Musician Robbed While Dying in Hospital Waiting Room

A popular high school counselor and local musician was robbed as he was dying in the waiting room of a Frankford hospital.

"Oh, my God, I have so many mixed feelings about all of this," Joaquin Rivera's son told the Philadelphia Daily News.

"I don't know how something like this could happen to him."

Joaquin Rivera, 63, walked himself into Aria Health's Frankford Campus Saturday just before 11 p.m. because had pain in his arm and abdomen.

Over the next hour, as Rivera sat in the hospital waiting room, he passed out. That's when three other people -- two men and a woman – took his watch, according to Philly police.

Somebody jumped up to alert security and hospital staffers hurried over to help Rivera, but they were not able to save him.
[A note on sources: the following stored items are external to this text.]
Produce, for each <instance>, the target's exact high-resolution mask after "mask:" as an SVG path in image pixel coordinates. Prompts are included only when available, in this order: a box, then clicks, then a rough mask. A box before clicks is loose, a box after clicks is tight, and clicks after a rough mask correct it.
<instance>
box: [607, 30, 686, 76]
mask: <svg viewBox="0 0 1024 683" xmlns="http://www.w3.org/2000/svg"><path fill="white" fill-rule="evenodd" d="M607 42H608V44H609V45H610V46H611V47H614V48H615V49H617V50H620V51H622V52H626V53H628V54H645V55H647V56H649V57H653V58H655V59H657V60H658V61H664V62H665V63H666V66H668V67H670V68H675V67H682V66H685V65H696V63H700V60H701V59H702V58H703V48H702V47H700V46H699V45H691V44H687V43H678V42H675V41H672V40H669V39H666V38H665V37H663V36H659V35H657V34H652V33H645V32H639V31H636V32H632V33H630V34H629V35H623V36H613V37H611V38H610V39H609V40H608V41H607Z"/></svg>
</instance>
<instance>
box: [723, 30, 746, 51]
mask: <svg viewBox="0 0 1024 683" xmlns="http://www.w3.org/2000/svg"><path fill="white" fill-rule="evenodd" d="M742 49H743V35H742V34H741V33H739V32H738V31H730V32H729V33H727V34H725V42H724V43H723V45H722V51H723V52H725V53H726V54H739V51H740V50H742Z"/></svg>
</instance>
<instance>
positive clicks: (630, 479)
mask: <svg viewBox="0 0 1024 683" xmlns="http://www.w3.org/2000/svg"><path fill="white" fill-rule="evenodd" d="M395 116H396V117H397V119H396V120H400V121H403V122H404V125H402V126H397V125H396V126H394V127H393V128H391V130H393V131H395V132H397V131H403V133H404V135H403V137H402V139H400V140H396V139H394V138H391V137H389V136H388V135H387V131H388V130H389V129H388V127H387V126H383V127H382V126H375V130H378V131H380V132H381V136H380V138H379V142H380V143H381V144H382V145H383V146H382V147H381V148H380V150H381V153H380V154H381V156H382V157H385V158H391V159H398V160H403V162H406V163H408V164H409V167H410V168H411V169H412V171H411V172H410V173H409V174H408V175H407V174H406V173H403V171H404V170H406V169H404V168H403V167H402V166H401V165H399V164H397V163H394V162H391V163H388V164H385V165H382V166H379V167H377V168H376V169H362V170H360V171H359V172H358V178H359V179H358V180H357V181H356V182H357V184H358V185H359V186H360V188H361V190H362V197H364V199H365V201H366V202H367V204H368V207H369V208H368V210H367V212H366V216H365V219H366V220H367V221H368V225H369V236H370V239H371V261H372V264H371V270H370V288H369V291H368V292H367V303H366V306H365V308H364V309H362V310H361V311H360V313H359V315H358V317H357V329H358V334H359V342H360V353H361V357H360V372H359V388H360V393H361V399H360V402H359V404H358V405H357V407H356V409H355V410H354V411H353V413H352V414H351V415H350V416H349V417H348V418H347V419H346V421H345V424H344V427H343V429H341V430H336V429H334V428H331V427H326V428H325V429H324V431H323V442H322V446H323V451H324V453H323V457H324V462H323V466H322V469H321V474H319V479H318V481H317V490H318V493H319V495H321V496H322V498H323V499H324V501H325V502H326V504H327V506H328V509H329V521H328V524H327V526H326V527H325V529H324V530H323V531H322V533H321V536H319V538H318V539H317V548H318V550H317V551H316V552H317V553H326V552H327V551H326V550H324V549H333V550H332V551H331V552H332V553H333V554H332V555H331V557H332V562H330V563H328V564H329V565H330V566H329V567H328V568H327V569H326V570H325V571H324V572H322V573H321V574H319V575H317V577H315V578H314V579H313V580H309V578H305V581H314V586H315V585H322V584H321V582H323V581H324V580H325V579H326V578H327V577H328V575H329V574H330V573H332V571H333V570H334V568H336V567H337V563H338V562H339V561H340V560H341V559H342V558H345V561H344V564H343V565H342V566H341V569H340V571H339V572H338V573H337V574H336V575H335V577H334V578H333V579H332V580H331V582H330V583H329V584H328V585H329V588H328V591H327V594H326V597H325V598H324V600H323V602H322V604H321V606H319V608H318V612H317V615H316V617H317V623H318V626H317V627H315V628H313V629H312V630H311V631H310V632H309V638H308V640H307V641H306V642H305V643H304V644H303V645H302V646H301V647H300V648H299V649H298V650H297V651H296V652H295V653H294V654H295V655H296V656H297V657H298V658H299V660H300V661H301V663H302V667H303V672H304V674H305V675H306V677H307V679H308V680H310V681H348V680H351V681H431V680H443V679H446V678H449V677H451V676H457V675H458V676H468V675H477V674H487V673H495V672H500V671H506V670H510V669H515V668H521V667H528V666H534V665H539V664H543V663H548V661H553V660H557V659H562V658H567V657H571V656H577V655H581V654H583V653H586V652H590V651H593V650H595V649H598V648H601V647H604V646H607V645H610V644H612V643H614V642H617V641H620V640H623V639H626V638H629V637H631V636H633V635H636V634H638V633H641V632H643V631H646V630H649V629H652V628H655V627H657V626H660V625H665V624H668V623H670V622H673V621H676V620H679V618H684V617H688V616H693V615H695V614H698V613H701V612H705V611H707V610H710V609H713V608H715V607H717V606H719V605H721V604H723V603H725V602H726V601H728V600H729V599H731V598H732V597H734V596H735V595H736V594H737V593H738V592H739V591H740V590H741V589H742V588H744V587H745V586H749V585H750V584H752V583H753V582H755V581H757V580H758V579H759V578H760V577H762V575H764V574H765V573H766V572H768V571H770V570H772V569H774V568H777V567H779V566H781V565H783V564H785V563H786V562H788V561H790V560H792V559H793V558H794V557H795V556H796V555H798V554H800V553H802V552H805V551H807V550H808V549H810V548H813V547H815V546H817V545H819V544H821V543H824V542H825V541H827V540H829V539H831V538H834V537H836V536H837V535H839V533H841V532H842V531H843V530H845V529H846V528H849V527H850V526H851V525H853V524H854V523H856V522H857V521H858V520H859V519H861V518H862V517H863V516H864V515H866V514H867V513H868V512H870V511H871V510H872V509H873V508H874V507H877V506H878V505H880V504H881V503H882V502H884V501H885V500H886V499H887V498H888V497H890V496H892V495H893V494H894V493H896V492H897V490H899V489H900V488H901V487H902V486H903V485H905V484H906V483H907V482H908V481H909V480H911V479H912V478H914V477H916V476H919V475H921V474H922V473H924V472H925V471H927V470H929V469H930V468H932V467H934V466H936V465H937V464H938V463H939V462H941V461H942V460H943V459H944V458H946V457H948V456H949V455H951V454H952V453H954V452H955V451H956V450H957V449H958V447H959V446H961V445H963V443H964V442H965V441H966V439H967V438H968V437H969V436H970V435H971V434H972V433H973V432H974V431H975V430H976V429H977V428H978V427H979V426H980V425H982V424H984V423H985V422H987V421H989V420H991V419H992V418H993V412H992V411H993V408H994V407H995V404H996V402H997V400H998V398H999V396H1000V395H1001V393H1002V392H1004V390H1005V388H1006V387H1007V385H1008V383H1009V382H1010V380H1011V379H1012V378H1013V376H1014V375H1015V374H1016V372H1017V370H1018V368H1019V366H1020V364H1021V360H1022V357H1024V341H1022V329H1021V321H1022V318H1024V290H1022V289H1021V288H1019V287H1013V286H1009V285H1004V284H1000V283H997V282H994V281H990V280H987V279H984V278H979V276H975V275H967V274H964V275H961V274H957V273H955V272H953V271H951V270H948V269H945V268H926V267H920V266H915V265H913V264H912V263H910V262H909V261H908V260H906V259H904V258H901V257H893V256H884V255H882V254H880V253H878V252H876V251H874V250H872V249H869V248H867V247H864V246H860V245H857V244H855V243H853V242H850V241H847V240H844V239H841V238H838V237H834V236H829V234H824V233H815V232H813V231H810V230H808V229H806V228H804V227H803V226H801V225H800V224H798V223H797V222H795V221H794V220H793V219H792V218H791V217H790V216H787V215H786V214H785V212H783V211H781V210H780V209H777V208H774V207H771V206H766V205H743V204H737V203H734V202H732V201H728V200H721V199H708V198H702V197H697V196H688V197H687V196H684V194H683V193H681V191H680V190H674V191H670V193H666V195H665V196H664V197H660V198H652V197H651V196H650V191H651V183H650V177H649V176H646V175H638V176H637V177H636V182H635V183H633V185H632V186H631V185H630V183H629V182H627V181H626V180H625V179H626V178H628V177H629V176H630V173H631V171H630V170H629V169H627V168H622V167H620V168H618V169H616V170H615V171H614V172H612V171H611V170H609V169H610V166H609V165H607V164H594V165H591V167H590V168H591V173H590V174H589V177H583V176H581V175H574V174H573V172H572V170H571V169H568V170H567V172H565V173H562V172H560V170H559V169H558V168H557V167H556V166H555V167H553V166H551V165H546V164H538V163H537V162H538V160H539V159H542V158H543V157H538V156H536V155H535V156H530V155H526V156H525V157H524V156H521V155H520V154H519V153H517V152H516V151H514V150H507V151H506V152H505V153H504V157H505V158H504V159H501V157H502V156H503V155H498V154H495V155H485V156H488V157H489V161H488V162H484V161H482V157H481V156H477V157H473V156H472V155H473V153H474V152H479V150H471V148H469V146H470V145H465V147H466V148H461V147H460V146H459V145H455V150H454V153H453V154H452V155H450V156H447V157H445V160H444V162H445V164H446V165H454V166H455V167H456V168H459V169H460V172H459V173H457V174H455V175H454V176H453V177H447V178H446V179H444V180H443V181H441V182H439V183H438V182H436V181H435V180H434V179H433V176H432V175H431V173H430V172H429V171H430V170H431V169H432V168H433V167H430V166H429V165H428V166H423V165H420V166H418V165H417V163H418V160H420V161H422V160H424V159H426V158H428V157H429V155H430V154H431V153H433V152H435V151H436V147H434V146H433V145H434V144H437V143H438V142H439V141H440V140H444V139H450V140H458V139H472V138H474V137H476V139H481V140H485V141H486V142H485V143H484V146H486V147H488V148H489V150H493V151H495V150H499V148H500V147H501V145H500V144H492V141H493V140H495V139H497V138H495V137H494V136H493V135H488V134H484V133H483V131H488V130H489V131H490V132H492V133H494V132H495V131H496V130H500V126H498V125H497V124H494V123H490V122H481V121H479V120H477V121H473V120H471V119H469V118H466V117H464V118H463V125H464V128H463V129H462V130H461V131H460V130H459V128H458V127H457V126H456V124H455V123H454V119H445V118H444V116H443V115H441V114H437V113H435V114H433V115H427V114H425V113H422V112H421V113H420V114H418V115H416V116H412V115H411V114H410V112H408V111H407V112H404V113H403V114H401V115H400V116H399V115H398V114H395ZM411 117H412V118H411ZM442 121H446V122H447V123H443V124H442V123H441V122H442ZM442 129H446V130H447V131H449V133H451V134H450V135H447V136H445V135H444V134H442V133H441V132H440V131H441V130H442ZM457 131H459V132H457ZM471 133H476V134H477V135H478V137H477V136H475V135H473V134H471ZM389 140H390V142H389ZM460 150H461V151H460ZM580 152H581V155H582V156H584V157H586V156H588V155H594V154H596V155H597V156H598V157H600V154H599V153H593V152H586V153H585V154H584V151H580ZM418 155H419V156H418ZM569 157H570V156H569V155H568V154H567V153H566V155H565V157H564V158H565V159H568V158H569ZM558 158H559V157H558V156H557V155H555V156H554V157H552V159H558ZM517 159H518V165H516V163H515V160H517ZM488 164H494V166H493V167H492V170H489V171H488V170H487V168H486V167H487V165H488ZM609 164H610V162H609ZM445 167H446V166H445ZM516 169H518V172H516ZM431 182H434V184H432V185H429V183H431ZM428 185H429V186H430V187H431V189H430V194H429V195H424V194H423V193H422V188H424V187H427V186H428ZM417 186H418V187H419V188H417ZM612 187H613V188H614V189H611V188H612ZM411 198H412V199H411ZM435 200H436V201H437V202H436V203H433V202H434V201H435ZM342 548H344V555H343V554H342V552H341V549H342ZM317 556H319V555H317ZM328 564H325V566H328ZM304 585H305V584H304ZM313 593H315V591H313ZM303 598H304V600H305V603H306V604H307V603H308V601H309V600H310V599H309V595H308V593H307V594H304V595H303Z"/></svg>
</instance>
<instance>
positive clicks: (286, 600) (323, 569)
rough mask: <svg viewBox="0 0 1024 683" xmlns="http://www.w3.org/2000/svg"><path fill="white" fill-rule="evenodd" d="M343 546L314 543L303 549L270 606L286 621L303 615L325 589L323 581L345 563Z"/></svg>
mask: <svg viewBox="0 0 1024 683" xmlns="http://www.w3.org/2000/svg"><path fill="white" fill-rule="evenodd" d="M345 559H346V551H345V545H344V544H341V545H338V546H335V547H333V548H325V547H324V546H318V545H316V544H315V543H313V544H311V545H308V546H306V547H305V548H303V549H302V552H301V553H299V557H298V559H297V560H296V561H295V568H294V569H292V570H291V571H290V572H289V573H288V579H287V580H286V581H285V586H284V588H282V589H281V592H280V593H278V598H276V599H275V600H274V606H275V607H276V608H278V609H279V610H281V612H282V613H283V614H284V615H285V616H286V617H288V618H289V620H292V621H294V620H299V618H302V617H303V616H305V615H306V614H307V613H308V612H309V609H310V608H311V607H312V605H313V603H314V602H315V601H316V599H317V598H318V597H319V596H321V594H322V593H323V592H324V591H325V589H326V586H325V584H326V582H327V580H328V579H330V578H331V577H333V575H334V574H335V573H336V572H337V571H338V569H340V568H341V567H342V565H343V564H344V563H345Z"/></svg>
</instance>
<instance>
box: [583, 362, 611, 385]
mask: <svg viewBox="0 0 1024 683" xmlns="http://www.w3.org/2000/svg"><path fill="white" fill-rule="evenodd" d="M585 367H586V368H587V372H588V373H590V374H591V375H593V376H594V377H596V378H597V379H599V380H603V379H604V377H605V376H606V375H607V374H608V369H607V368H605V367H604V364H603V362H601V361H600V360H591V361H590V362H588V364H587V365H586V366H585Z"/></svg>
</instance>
"The people who robbed my father, why would they do that to a man?" Rivera, Jr., told the paper. One of the suspects was caught; the other two fled.
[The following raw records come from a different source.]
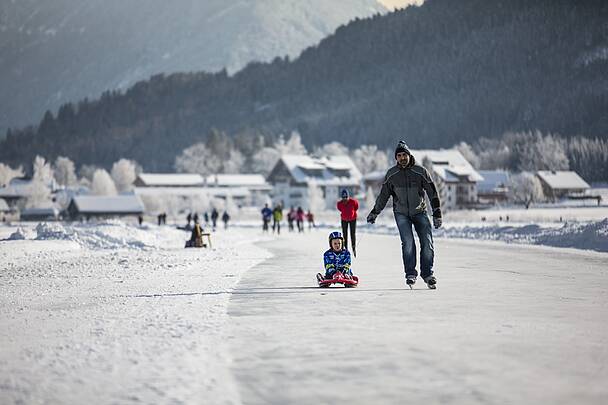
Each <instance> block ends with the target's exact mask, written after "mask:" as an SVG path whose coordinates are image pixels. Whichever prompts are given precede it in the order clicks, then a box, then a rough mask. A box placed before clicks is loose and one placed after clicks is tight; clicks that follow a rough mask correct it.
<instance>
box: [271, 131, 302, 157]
mask: <svg viewBox="0 0 608 405" xmlns="http://www.w3.org/2000/svg"><path fill="white" fill-rule="evenodd" d="M274 148H275V149H276V150H278V151H279V153H280V155H306V154H307V153H308V151H307V150H306V147H305V146H304V145H303V144H302V137H301V136H300V134H299V133H298V132H296V131H294V132H292V133H291V135H290V137H289V139H288V140H287V141H285V137H284V136H283V135H280V136H279V139H278V140H277V142H276V143H275V144H274Z"/></svg>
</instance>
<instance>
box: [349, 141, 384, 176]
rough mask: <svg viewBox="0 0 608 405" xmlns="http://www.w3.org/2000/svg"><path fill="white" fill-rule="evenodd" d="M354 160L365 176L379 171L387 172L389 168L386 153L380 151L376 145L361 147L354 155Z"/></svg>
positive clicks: (352, 158) (359, 169) (352, 156)
mask: <svg viewBox="0 0 608 405" xmlns="http://www.w3.org/2000/svg"><path fill="white" fill-rule="evenodd" d="M351 156H352V159H353V161H354V162H355V165H357V168H358V169H359V171H360V172H361V173H363V174H367V173H371V172H374V171H377V170H386V169H387V168H388V166H389V163H388V155H387V154H386V152H384V151H381V150H378V146H376V145H361V146H360V147H358V148H357V149H355V150H354V151H353V153H352V155H351Z"/></svg>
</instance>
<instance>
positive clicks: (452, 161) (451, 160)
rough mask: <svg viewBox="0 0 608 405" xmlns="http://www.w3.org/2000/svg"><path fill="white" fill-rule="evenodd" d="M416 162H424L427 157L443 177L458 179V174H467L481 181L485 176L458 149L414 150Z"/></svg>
mask: <svg viewBox="0 0 608 405" xmlns="http://www.w3.org/2000/svg"><path fill="white" fill-rule="evenodd" d="M411 153H412V155H413V156H414V158H416V163H418V164H419V165H422V164H423V161H424V159H425V158H428V159H429V160H430V161H431V162H432V163H433V170H434V171H435V172H436V173H437V174H438V175H439V176H440V177H441V178H443V179H450V181H458V179H457V178H456V177H454V175H456V176H467V177H468V178H469V180H470V181H480V180H483V177H481V175H480V174H479V173H478V172H477V171H476V170H475V169H474V168H473V166H471V164H470V163H469V162H468V161H467V160H466V159H465V158H464V156H463V155H462V153H460V152H459V151H458V150H457V149H441V150H431V149H429V150H423V149H420V150H412V151H411Z"/></svg>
The family believes Rivera, a counselor at Olney high school, died of a heart attack and they want to know why he had to wait for treatment.

"My father went there complaining about chest pains…They made him wait for over an hour," Rivera's son said.
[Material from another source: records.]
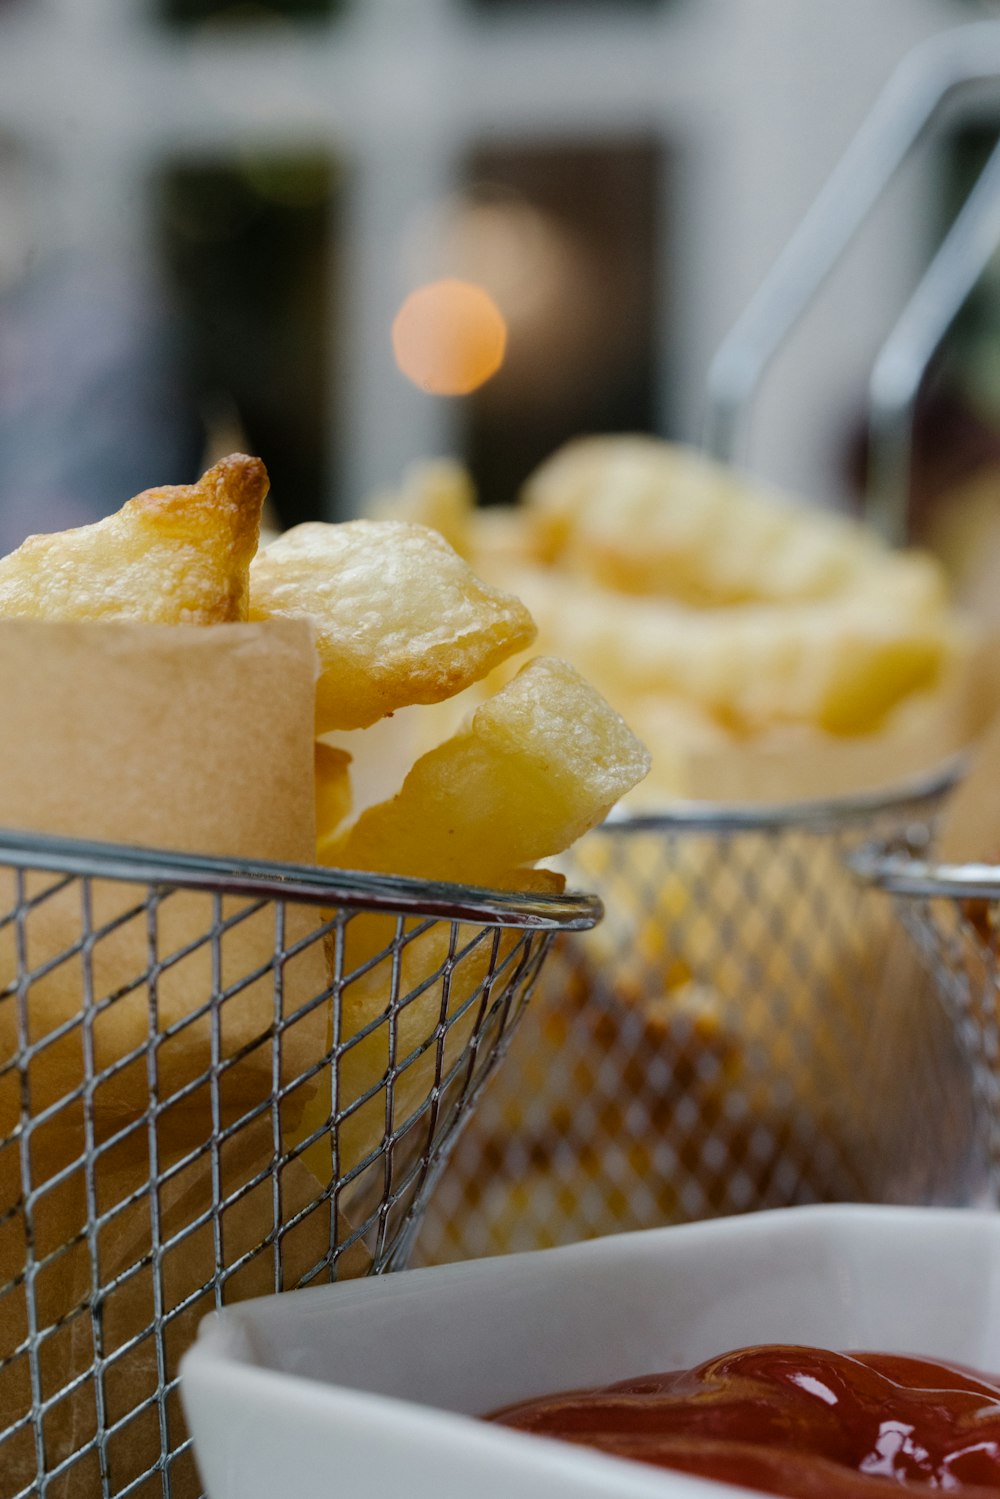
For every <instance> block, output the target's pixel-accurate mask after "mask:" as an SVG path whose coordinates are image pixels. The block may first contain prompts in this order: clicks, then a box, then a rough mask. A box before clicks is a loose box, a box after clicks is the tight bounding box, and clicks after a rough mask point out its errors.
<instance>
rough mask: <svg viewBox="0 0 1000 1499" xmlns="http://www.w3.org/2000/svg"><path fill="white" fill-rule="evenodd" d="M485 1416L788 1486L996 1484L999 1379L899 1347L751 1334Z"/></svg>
mask: <svg viewBox="0 0 1000 1499" xmlns="http://www.w3.org/2000/svg"><path fill="white" fill-rule="evenodd" d="M492 1420H495V1421H499V1423H502V1424H504V1426H511V1427H517V1429H519V1430H522V1432H535V1433H538V1435H540V1436H555V1438H562V1439H564V1441H568V1442H577V1444H583V1445H586V1447H597V1448H600V1450H601V1451H603V1453H612V1454H613V1456H615V1457H633V1459H637V1460H640V1462H643V1463H655V1465H658V1466H660V1468H675V1469H681V1471H684V1472H687V1474H697V1475H699V1477H702V1478H718V1480H723V1481H727V1483H733V1484H744V1486H745V1487H747V1489H760V1490H763V1492H765V1493H774V1495H789V1496H792V1499H873V1496H874V1499H877V1496H879V1489H880V1487H882V1489H885V1486H886V1483H891V1484H904V1486H913V1487H918V1489H919V1487H924V1489H943V1490H949V1492H951V1493H960V1495H963V1496H964V1499H987V1496H990V1499H996V1496H997V1492H999V1490H1000V1379H994V1378H993V1376H990V1375H978V1373H975V1372H972V1370H967V1369H961V1367H958V1366H954V1364H939V1363H933V1361H931V1360H927V1358H910V1357H904V1355H901V1354H829V1352H825V1351H823V1349H817V1348H792V1346H784V1345H762V1346H759V1348H744V1349H739V1351H736V1352H733V1354H724V1355H723V1357H721V1358H712V1360H709V1361H708V1363H706V1364H700V1366H699V1367H697V1369H688V1370H681V1372H678V1373H669V1375H645V1376H642V1378H639V1379H627V1381H624V1382H622V1384H618V1385H609V1387H607V1388H604V1390H576V1391H570V1393H567V1394H558V1396H547V1397H544V1399H541V1400H529V1402H526V1403H525V1405H517V1406H511V1408H508V1409H505V1411H499V1412H498V1414H496V1415H495V1417H492Z"/></svg>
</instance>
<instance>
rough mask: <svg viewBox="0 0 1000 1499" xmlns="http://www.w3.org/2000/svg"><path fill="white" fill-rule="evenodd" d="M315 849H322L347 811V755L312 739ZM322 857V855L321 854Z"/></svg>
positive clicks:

The hospital said it can't comment during investigations.

Rivera was a "tremendous advocate for sustaining Puerto Rican folk arts here," according to the Philadelphia Folklore Project.

He recently wrote and recorded a song, "Philadelphia, I Choose to Stay Here," about the fight in his neighborhood by people who are trying to keep the city from taking their homes for urban "removal."